What is the main difference between homocission and heterolytic cleavage?
Read this passage:
In organic chemistry, understanding how chemical bonds break is very important. One common way is called heterolytic cleavage, where one atom gets both electrons from the bond, forming ions. However, there's another important process called homocission, which is different. During homocission, the shared electrons are split evenly between the two atoms.

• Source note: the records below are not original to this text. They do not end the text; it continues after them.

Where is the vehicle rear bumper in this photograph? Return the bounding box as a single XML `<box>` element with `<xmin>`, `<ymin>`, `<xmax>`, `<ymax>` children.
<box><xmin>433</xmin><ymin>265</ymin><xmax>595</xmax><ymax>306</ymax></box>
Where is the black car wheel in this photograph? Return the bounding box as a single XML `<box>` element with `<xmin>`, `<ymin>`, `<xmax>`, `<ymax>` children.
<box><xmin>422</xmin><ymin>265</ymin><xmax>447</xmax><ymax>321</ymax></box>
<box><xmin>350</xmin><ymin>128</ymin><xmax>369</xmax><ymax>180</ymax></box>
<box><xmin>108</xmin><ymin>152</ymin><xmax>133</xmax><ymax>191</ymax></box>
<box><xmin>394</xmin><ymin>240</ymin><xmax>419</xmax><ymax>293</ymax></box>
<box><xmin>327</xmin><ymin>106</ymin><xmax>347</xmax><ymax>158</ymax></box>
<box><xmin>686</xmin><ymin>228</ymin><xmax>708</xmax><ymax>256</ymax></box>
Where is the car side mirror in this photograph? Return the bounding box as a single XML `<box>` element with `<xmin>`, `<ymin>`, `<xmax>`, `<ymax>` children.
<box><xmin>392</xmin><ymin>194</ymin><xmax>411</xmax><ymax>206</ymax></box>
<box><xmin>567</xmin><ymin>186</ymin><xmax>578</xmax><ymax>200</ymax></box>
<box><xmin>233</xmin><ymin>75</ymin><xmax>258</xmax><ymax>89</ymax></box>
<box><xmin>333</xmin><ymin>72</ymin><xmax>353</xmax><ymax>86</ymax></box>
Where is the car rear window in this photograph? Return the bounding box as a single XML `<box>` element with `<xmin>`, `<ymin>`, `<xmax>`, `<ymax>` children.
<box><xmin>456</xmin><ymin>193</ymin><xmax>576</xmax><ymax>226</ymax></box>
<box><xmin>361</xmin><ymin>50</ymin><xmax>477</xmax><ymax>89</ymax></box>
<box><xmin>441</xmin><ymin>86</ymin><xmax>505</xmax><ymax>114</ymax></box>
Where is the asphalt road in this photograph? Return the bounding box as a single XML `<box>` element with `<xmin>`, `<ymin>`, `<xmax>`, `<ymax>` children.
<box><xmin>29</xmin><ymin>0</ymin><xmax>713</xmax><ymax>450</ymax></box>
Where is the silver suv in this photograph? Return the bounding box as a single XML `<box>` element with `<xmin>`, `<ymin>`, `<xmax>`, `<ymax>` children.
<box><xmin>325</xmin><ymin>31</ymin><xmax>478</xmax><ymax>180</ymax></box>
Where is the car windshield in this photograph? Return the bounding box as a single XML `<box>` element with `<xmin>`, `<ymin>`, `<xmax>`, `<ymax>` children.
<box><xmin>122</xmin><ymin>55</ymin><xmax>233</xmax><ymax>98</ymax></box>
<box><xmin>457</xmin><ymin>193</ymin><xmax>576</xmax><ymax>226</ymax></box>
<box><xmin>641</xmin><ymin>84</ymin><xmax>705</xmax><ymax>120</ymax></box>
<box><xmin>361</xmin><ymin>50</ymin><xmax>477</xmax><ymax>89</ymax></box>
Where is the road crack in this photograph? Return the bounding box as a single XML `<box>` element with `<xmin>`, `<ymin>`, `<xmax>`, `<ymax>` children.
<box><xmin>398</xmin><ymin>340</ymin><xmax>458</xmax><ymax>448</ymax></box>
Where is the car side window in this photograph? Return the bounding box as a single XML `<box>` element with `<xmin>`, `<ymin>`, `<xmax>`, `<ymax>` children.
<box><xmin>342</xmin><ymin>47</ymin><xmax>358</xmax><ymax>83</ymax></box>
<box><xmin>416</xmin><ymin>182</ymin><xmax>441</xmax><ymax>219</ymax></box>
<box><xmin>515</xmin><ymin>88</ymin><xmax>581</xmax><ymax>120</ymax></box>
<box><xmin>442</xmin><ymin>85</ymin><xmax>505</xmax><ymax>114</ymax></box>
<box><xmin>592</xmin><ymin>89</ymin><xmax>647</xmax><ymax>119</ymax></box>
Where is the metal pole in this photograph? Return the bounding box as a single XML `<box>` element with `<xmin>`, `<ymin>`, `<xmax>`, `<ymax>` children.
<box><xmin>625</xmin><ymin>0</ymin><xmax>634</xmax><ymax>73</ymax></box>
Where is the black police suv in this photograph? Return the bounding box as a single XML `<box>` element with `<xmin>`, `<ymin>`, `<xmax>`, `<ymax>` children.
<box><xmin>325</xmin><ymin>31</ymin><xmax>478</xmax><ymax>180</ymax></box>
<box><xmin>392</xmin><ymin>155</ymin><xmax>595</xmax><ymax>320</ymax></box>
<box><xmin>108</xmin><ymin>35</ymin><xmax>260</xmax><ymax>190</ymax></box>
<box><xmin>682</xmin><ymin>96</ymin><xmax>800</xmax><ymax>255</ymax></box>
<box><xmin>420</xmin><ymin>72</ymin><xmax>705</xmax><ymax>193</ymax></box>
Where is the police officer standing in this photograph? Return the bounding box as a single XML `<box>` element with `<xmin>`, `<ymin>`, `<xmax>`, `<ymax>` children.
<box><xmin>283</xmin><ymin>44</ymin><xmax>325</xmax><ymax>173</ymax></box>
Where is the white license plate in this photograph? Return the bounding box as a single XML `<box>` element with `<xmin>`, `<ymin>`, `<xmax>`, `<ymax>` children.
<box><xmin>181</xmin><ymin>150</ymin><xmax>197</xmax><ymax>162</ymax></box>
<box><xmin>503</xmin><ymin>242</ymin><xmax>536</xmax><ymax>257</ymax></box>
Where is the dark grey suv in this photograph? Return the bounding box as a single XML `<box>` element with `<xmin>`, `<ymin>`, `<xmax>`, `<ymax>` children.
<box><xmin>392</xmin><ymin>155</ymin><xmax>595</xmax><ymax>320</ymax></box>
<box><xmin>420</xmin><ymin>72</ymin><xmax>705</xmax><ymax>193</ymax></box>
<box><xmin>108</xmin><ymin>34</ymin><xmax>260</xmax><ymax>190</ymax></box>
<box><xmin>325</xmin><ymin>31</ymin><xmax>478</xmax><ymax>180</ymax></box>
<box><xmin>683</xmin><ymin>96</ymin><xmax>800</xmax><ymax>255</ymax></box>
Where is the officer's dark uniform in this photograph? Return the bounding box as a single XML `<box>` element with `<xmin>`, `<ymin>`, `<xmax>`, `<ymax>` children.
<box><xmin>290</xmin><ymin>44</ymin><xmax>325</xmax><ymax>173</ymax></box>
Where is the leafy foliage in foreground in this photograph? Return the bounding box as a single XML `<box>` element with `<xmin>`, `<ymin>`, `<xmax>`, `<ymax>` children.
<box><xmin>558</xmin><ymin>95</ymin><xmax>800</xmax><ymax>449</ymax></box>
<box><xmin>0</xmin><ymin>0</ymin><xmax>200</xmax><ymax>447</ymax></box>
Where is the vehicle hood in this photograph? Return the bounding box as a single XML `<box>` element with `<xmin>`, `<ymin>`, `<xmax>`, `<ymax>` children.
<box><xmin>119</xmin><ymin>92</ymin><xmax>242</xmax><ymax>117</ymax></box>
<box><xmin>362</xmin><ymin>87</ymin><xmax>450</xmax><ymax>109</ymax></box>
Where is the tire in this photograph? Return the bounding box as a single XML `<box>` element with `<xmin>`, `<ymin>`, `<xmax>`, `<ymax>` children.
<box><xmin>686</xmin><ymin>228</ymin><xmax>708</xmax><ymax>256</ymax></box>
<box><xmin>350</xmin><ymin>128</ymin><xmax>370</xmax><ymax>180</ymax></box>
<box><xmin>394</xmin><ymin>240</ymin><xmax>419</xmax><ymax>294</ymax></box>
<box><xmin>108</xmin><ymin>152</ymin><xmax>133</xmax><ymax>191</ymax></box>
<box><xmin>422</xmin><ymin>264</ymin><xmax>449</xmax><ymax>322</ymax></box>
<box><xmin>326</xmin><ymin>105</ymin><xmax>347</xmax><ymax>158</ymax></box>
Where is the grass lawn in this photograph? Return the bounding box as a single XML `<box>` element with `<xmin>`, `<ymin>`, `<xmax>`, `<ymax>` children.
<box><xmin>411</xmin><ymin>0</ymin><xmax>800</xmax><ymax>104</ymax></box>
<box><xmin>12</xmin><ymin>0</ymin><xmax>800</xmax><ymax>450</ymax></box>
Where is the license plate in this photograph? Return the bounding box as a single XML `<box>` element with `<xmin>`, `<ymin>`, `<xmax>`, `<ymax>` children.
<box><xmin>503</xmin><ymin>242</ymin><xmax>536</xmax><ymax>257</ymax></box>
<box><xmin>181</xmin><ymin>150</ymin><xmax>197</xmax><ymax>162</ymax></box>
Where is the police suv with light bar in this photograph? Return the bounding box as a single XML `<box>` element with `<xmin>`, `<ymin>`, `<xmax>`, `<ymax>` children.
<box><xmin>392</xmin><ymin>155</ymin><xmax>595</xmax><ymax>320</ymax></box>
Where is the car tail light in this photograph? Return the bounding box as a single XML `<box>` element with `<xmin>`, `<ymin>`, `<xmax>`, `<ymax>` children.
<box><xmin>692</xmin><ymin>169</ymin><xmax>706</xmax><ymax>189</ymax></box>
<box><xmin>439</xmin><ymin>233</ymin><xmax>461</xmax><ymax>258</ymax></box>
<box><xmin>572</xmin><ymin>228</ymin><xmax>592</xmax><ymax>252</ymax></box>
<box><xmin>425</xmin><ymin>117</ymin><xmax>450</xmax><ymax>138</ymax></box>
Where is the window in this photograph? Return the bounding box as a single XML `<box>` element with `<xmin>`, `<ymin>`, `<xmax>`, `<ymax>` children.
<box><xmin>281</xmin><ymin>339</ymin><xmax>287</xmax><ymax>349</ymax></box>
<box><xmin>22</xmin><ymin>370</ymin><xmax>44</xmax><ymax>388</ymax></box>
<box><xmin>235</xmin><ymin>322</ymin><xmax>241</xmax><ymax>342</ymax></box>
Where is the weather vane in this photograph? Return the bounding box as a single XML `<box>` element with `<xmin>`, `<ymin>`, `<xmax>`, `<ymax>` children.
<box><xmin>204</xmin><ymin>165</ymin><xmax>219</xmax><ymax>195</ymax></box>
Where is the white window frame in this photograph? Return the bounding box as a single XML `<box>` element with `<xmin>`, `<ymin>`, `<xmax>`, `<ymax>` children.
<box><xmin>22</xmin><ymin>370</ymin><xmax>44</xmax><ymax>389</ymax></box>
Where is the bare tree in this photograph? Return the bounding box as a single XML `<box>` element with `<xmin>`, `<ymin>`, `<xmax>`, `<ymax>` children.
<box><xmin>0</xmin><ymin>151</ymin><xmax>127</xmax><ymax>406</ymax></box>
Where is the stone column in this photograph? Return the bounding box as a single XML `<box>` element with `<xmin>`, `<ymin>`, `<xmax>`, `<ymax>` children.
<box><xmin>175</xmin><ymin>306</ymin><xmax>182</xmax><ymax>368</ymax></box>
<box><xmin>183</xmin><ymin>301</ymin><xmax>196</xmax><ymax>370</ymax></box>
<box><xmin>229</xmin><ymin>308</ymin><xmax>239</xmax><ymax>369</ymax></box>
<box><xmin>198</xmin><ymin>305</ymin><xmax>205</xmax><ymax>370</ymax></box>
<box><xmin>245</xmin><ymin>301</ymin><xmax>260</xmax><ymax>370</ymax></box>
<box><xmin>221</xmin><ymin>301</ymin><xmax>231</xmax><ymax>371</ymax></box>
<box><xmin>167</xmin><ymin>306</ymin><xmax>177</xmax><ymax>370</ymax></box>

This means that each atom ends up with one electron, creating neutral free radicals.
What is the main difference between homocission and heterolytic cleavage?
The passage states that in homocission, 'the shared electrons are split evenly,' and in heterolytic cleavage, 'one atom gets both electrons from the bond,' clearly indicating the difference in electron distribution.
The passage states that in homocission, 'the shared electrons are split evenly,' and in heterolytic cleavage, 'one atom gets both electrons from the bond,' clearly indicating the difference in electron distribution.
What is the result of a molecule undergoing homocission?
Read this passage:
When a molecule undergoes homocission, it's a specific type of bond breaking. Imagine a pair of shared electrons in a bond. During homocission, this pair splits, and each atom involved in the bond takes one electron. This results in the formation of two separate entities, each with an unpaired electron. These entities are known as free radicals and are often highly reactive in chemical reactions.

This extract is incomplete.